Jusuf Kalla Sentil Partai Golkar, Nilai Tak Mandiri Hadapi Pilpres
Mantan Ketua Umum Partai Golkar periode 2004-2009 Jusuf Kalla mengkritisi kondisi partai berlogo partai beringin itu yang dinilai terlalu bergantung pada penguasa. Hal itu menurut Golkar sangat terlihat dari gesture Golkar dalam menentukan sikap politik.
"Sangat tergantung kepada penguasa untuk menentukan koalisi-koalisinya dan tidak berani Golkar itu untuk berdiri sendiri untuk menentukan," kata Jusuf Kalla ketika ditanya wartawan pandangannya mengenai situasi Golkar di Kompleks Parlemen Senayan Jakarta, Senin (31/7).
Wakil Presiden ke-10 dan ke-12 Republik Indonesia itu mengatakan, tidak mandirinya partai politik berbahaya bagi demokrasi negara. Hal itu lantaran Golkar merupakan partai besar.
Partai Golkar merupakan salah satu partai pendukung Presiden Joko Widodo dalam Kabinet Indonesia Maju. Meski begitu hingga kini Golkar belum menentukan salah satu calon presiden pada pilpres 2024 mendatang.
Golkar telah melakukan penjajakan dengan ketiga calon presiden yaitu Prabowo Subianto, Ganjar Pranowo dan Anies Baswedan. Yang terakhir Ketua Umum Airlangga Hartarto telah bertemu dengan Ketua Umum Partai Demokrasi Indonesia Perjuangan Puan Maharani untuk menjajaki kemungkinan koalisi.

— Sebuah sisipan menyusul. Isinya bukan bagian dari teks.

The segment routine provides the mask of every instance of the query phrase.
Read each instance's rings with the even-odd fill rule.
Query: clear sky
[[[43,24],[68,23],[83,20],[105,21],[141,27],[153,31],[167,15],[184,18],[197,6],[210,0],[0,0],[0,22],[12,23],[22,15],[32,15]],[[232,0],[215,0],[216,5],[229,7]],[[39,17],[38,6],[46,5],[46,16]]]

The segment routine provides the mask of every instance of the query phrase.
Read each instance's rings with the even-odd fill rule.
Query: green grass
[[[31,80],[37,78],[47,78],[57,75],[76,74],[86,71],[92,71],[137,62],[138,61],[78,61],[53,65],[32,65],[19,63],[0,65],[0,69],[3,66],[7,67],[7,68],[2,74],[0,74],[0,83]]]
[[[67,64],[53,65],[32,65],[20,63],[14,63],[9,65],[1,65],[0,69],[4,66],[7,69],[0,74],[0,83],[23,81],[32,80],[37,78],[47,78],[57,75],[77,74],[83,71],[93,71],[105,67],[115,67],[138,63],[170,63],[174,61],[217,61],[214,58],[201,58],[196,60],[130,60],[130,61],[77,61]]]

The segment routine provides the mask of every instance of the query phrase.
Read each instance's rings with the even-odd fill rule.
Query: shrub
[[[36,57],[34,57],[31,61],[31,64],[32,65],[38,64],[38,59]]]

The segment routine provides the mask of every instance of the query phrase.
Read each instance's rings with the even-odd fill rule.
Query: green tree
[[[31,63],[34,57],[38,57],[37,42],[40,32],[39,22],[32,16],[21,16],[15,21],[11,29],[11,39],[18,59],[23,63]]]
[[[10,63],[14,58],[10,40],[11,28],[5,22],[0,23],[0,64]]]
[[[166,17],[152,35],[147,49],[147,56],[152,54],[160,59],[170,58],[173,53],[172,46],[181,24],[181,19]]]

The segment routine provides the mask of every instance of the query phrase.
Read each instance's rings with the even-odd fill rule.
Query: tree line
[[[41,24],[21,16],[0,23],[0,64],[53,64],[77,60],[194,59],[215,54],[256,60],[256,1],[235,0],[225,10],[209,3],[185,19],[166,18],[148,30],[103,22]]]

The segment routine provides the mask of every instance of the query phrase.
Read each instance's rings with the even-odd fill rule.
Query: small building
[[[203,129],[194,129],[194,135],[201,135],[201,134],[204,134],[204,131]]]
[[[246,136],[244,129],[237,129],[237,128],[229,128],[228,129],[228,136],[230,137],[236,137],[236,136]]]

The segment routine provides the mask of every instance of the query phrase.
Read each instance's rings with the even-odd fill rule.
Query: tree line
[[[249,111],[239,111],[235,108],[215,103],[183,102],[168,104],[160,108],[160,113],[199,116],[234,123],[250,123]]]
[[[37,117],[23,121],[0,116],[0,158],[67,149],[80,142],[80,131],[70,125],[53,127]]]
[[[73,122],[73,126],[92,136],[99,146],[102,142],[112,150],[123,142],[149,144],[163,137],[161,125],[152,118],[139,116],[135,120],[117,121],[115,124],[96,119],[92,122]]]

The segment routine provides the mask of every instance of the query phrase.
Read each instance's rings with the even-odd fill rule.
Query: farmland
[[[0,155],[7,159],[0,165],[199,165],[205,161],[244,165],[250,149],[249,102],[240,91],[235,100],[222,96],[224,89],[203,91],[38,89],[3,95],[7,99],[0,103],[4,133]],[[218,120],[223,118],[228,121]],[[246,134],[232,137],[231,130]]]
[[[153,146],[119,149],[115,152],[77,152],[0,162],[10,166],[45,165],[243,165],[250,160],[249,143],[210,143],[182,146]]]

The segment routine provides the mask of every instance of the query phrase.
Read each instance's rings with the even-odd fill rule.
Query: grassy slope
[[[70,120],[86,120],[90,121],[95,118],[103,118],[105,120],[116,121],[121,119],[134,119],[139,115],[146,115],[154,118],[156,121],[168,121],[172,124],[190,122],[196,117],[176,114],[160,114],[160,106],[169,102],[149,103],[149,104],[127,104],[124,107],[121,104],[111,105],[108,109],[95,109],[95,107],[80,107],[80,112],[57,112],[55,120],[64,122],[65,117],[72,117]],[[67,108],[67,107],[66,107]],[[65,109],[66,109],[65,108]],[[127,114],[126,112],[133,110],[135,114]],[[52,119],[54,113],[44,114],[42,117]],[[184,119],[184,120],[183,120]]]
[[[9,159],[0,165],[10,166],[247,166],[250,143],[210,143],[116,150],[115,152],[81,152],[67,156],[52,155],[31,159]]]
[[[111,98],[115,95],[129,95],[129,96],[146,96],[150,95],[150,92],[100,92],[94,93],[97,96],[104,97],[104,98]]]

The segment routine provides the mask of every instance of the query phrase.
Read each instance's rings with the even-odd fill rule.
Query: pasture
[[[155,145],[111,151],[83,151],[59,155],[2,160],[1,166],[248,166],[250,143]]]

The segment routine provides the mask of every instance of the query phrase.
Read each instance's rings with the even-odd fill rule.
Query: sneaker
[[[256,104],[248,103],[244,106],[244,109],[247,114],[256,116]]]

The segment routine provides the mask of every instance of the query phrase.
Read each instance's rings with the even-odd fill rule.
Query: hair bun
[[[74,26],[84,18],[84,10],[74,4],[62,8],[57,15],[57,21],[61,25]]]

Meski begitu, hingga kini Golkar tetap belum menentukan sikap. Beberapa senior partai termasuk Jusuf Kalla telah menunjukkan sikap mendukung Anies Baswedan.
Jusuf Kalla Tolak Wacana Munaslub Partai Golkar
Lebih jauh, Jusuf kalla mengaku tak setuju dengan wacana Musyawarah Nasional Luar Biasa atau Munaslub Partai Golkar. Menurut JK, seharusnya internal Partai Golkar bersatu.
Terutama saat ini pelaksanaan pemilu sudah tak lama lagi.Komisi Pemilihan Umum telah menetapkan pemilihan legislatif dan pemilihan presiden digelar pada 14 Februari 2024.
Selain itu JK juga menyinggung soal biaya politik. Ia menyebut untuk bisa menjadi ketua umum partai di zaman sekarang dibutuhkan modal yang tidak sedikit.
"Kalau sekarang Anda ingin menjadi ketua umum Golkar, jangan harap kalau Anda tidak punya modal Rp 500 - 600 miliar," kata Jusuf Kalla.
Jusuf Kalla yang pernah menduduki posisi Ketua Umum Partai Golkar pada 2004 hingga 2009 itu mengatakan, modal tersebut dibutuhkan untuk hampir semua partai politik saat ini. Kondisi ini akan sedikit berbeda untuk partai yang masih di bawah kendali pendiri seperti Partai Demokrasi Indonesia Perjuangan dan Partai Nasional Demokrat.
Lebih jauh Jusuf Kalla menjelaskan besarnya dana yang dibutuhkan untuk bisa duduk di posisi Ketua Umum Golkar lantaran partai tersebut sudah go publik. Dana yang besar dibutuhkan untuk mobilisasi dan akomodasi menyelenggarakan pemilihan.
"Kalau dulu hanya ganti, kalau sekarang wah, jadi itulah," kata Jusuf Kalla.
Pernyataan yang disampaikan Jusuf Kalla ini tak lepas dari wacana musyawarah luar biasa yang sedang bergulir di internal Golkar. Beberapa senior partai berlambang beringin itu mendorong dilaksanakannya Musyawarah Nasional Luar Biasa atau Munaslub untuk mendepak Airlangga Hartarto dari posisi Ketua Umum.
Beberapa nama bahkan telah dimunculkan untuk menggantikan posisi Menteri Koordinator Bidang Perekonomian itu. Nama-nama yang muncul adalah Menteri Koordinator Bidang Kemaritiman dan Investasi Luhut Binsar Pandjaitan, Kepala Badan Koordinasi Penanaman Modal Bahlil Lahadalia, dan Ketua Majelis Permusyawaratan Rakyat Bambang Soesatyo.